Guest blogger. It sounds so friendly, doesn't it? As in "be my guest" or "guest of honor." Actually, it's a polite way of saying "unpaid," but let's not quibble. If mega-successful authors like
Susan Orlean and
Christopher Moore work for free to publicize their books, desperately ambitious wannabes like myself can, too.
As the guest, I felt it only right that I bring a hostess gift. So I made chocolate chip cookies for the employees of Powells.com, following an old family recipe:
Go to Costco.
Purchase cookies.
Try not to eat them all.
It's the Cindy McCain approach to homemaking. Then I dressed up like the hero of my new novel, Attack of the Theater People, because, well, in terms of career planning, I adhere to the Jacqueline Susann method of flagrant self-promotion. Some people ask, "What would Jesus do?" I ask, "What would Jackie do?" Plus, I'm in the midst of a personal quest to do something new every day for a year, and I've never been to Powells.com wearing a sparkly shirt with tights and a headband.

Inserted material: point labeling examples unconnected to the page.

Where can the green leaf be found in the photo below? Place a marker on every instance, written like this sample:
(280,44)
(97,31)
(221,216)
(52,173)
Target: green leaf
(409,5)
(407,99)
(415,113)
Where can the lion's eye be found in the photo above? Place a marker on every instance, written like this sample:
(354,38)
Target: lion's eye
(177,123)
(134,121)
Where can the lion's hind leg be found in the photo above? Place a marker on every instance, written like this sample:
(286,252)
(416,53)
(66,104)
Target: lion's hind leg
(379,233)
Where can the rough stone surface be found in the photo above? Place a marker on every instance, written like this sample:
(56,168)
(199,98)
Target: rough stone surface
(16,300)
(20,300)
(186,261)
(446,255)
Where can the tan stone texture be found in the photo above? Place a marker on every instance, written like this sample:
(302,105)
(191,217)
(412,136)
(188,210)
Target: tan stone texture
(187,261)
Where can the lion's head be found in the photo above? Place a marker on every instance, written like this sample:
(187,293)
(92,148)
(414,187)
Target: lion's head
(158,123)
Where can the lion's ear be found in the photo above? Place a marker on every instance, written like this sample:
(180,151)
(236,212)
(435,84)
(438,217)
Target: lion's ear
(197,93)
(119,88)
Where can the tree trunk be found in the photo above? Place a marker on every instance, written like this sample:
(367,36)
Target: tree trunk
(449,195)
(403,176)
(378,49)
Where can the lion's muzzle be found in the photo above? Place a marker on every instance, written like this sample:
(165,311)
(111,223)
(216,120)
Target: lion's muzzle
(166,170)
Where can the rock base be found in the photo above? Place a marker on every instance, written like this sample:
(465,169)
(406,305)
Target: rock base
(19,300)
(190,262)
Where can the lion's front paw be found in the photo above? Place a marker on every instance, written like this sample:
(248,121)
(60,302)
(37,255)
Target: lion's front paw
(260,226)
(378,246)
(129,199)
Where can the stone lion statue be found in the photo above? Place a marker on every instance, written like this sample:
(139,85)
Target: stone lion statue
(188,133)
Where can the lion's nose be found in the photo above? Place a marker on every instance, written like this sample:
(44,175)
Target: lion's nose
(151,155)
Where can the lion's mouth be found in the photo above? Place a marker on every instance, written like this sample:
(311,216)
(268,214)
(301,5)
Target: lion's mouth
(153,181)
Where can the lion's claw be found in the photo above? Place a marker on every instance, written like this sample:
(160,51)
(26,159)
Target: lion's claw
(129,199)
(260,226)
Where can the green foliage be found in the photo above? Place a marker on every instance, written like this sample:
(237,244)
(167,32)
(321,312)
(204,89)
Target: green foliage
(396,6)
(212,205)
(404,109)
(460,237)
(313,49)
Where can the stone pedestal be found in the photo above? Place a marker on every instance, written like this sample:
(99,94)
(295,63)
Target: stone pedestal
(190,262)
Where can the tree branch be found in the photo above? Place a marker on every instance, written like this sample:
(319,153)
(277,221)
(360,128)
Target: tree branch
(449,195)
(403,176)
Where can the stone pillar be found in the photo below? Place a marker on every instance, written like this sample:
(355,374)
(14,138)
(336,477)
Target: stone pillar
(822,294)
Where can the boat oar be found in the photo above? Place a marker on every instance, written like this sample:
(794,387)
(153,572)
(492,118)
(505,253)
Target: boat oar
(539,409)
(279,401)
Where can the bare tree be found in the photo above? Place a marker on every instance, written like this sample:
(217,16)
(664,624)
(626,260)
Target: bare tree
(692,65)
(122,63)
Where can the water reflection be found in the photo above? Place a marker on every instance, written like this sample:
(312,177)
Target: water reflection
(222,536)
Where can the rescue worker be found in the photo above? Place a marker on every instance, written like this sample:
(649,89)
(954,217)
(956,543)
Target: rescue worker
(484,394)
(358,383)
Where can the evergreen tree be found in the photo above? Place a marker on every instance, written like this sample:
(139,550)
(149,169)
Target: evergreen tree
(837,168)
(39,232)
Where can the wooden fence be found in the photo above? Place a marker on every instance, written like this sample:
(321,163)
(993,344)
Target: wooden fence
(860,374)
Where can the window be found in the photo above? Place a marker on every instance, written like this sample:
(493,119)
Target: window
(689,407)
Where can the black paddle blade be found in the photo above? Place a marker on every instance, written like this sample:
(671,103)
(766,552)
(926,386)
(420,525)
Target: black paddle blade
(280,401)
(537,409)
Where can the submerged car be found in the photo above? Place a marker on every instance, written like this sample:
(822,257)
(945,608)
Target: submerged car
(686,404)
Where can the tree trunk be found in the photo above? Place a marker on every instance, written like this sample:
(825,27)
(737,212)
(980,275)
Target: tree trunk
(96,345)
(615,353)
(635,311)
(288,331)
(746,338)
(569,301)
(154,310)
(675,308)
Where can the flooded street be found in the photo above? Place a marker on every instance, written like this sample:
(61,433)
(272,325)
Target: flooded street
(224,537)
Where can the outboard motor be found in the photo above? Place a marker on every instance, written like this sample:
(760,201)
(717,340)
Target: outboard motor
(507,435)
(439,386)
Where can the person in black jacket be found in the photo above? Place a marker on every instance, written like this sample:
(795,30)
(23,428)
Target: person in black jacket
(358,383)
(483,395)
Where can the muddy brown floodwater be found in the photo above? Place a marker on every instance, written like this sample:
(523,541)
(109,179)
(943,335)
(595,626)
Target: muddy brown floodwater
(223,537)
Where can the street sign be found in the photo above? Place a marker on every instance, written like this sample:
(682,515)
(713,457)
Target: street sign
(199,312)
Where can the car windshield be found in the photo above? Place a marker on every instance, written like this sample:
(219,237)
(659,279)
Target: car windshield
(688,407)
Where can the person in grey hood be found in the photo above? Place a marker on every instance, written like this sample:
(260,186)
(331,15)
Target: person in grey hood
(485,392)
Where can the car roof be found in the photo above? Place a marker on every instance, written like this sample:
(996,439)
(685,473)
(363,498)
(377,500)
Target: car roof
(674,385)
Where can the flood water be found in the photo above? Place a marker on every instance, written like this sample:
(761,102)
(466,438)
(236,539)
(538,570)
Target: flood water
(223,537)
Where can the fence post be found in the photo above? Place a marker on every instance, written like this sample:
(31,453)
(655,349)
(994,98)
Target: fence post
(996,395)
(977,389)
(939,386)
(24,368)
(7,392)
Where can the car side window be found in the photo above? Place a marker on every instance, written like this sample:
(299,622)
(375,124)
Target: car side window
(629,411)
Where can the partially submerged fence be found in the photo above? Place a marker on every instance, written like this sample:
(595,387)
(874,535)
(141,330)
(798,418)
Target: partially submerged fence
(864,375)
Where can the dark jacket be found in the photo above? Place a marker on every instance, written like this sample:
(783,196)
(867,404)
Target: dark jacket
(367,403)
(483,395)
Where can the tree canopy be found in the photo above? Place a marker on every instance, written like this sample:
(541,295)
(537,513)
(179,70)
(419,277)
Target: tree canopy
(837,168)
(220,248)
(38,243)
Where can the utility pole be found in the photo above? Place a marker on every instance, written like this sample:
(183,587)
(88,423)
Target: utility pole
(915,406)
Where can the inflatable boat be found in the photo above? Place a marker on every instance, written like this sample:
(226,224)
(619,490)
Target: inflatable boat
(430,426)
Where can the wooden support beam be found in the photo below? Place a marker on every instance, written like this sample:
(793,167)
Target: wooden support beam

Not one employee asked me why I was dressed like the secret love child of Siegfried and Roy, though some seemed legitimately frightened to take a cookie.
Here I am in the break room with Jesus himself.
For those of you not familiar with Jacqueline Susann, I suggest you skip her books, which aren't even good trash, and instead read her totally edible biography Lovely Me by Barbara Seaman. Or you could just read the rest of this blog and I'll tell you the most important bits:
A lousy actress with a nothing career, Susann was diagnosed with cancer at the age of forty-five before the publication of her first contribution to literature, an autobiography of her poodle. Figuring that being a late bloomer beat dying on the vine, she made a deal with God that if he gave her ten more years to live, she would become the most successful writer of all time.
On Christmas Day 1962 she wrote in her diary, "I can't die without leaving something. Something big!"
Despite being almost as bad a writer as she was an actress, she and God both kept their promises and her next book, Valley of the Dolls, remained on the New York Times best-seller list for a record-breaking sixty-five weeks (twenty-eight of them at number one), going on to become one of the best-selling books of all-time. With her next two novels, the relentlessly ambitious Susann became the first author ever to occupy the number one slot with three consecutive books.
"No effort was too humiliating, too horrifying, or too tough," said columnist Cyndy Adams, "to make 'Jacqueline Susann' a household name."
So, whenever I'm discouraged, I think about Jackie. I figure if there was hope for an untalented, middle-aged, narcissistic, pill-popping alcoholic who stuck Nembutol suppositories up her bum, there's hope for us all.